Thursday, July 12, 2007
You eat what you think you're eating: a prose poem
Since this blog ostensibly concerns itself with contemporary poets and their work, I'll post one of my own and invite all responses, yay or nay. This is a nod to my beginnings as an ersatz surrealist, not as an effort to regain youthful vigor and more an effort to recollect the pretensiousness with which I started writing poetry.--tb
A knife , fork and a cracked plate don’t constitute a meal , though all three items are handy for show, as are empty frames on the wall when there is any kind of company visiting , who demand our attention, taxes, documents of your legal rights, you just say it’s the wall you wanted to highlight, the frame is only a, well, a, well, uhhhh,a framing device!to bring a viewer’s attention to the rub of the paint, the embedded fingerprints, the light switch in the center. Likewise, it’s knowledge we’re hungry for, isn’t it? Knife, fork, cracked plate are about the idea of eating as others go without forks, knives, or cracked plates.

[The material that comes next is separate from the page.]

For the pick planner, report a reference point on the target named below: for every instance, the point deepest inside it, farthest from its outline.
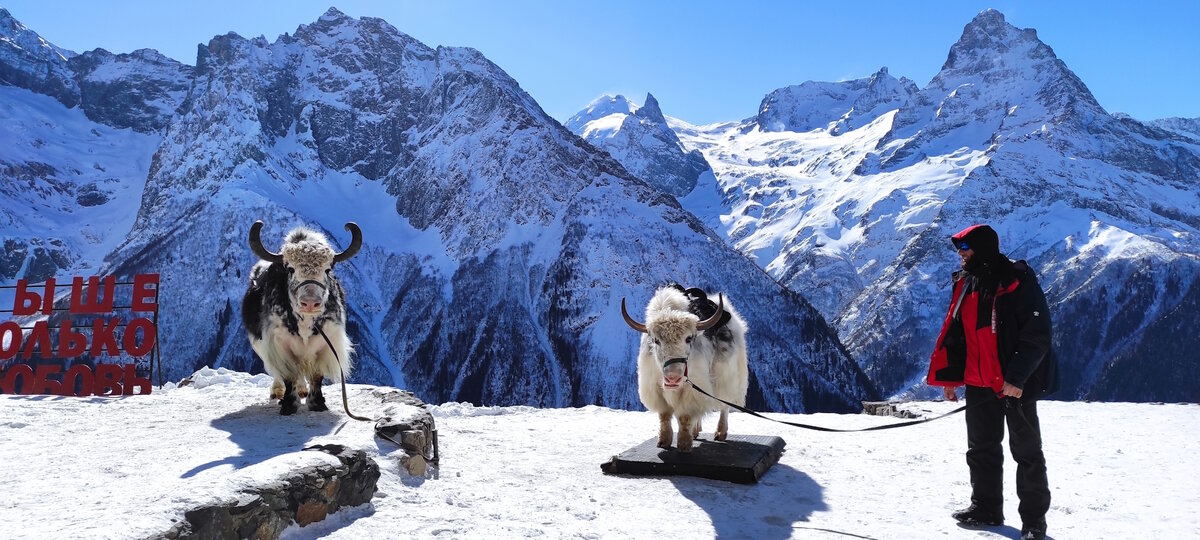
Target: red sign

Dead ethics professors choke in non-intrusive urns and French deconstructionists blow kisses from balconies and any perch they can secure, Appearances are misleading, explanations are fictions worth listening to for the way the words are warped and wrap around each other until it’s not reasonable descriptions of a material world we are listening to, but rather melodies flitting about like nervous birds trapped in a small cage, a messy page of tuneless songs, all this for a description of my house that now seems to rest on top of a giant hill, bracing clouds and tree tops, a form I’m filling out asking me to describe myself and all the desires I would bring into the world if finances would allow, I would allow everything is what gets written, and everything not forbidden would be inscribed in the rhetoric of future tense, when software anxiety rules the body electric.